There were 820 households, of which 19.4% had children under the age of 18 living with them, 48.4% were married couples living together, 7.0% had a female householder with no husband present, 3.2% had a male householder with no wife present, and 41.5% were non-families. 35.5% of all households were made up of individuals, and 15.3% had someone living alone who was 65 years of age or older. The average household size was 1.98 and the average family size was 2.51.

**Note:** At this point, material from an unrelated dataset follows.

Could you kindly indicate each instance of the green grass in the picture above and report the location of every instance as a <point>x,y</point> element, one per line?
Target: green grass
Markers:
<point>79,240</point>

The median age in the town was 52.3 years. 15.9% of residents were under the age of 18; 4.1% were between the ages of 18 and 24; 18.4% were from 25 to 44; 37.7% were from 45 to 64; and 24.2% were 65 years of age or older. The gender makeup of the town was 48.3% male and 51.7% female.

===2000 census===

As of the census of 2000, there were 1,623 people, 731 households, and 437 families residing in the town. The population density was 38.2 PD/sqmi. There were 1,378 housing units at an average density of 32.4 /sqmi. The racial makeup of the town was 98.77% White, 0.12% Black or African American, 0.31% Native American, 0.25% Asian, 0.06% from other races, and 0.49% from two or more races. Hispanic or Latino people of any race were 0.25% of the population.

There were 731 households, out of which 29.5% had children under the age of 18 living with them, 48.6% were married couples living together, 8.1% had a female householder with no husband present, and 40.1% were non-families. 34.9% of all households were made up of individuals, and 20.5% had someone living alone who was 65 years of age or older. The average household size was 2.19 and the average family size was 2.82.

In the town, the population was spread out, with 24.0% under the age of 18, 4.0% from 18 to 24, 25.1% from 25 to 44, 26.7% from 45 to 64, and 20.1% who were 65 years of age or older. The median age was 43 years. For every 100 females, there were 91.6 males. For every 100 females age 18 and over, there were 89.4 males.

The median income for a household in the town was $30,365, and the median income for a family was $36,694. Males had a median income of $27,955 versus $19,712 for females. The per capita income for the town was $16,638. About 8.9% of families and 12.9% of the population were below the poverty line, including 14.9% of those under age 18 and 15.8% of those age 65 or over.